Published in final edited form as: Nat Biotechnol. 2023 Feb 16;41(10):1474–1482. doi: 10.1038/s41587-023-01662-6

Figure 1. Verkko assembly workflow.

Figure 1.

Inputs are on the left, with program outputs listed in rectangles. Key components of the pipeline are highlighted, including Canu 8, MBG 60, GraphAligner 61, and Rukki (Online Methods). Using the outputs of these tools, Verkko performs successive rounds of processing and graph resolution. Input reads are first homopolymer compressed and error corrected, and remain so throughout the process. MBG also compresses microsatellites to aid graph construction, but only internally. The first graph output by Verkko is an accurate, high-resolution de Bruijn graph built from the long, accurate reads (LA Graph).

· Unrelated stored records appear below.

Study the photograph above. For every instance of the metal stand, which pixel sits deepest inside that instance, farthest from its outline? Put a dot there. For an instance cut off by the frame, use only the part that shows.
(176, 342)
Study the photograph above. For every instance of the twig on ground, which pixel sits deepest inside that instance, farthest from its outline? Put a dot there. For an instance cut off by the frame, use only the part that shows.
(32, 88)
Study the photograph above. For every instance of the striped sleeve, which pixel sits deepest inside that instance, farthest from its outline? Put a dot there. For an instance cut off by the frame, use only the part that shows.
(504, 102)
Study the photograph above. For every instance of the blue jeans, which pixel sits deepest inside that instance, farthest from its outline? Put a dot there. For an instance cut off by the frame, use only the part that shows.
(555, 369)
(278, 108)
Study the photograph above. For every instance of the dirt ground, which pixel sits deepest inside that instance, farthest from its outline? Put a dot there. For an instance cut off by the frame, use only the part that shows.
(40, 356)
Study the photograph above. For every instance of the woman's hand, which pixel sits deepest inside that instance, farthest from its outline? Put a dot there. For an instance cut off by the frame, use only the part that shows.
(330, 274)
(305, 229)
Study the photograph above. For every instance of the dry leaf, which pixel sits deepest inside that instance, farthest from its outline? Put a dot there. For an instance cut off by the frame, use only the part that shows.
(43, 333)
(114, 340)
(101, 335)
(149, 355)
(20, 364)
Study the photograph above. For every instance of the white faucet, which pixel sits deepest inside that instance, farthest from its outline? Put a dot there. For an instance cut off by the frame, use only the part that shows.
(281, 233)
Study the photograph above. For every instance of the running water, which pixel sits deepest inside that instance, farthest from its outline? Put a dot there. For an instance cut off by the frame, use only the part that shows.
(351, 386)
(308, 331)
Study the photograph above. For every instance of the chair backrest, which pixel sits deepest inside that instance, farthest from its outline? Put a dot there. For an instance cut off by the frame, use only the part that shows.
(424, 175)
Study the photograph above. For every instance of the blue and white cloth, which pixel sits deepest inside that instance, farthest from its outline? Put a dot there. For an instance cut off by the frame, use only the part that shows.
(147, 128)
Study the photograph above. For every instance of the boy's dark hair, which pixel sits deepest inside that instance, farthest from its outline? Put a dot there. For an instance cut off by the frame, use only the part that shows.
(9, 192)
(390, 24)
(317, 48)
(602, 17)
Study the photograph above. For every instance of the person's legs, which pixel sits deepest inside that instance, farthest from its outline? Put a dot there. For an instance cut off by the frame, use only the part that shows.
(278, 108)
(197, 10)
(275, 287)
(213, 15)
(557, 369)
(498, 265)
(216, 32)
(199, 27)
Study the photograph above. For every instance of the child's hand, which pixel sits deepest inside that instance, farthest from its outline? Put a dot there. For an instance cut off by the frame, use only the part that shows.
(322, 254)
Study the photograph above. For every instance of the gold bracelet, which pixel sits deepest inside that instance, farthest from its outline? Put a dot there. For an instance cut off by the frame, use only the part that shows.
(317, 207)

This is a node-labeled graph comprising unitigs (nodes) and their adjacency relationships (edges). Ultra-long reads are then aligned to the LA graph to identify read paths (blue curve, orange curve), and Verkko uses them for phasing bubbles, filling gaps (dotted edge), and resolving loops and tangles. The resulting simplified graph (ULA Graph) is typically composed of single-copy, haplotype specific unitigs, separated by two-copy, homozygous unitigs that could not be phased from the read data alone. Haplotype-specific markers are then used to label nodes in the ULA graph and identify haplotype paths through the graph (maternal, red; paternal, blue). These paths are converted to haplotype-specific contigs using a consensus algorithm that recovers the homopolymers.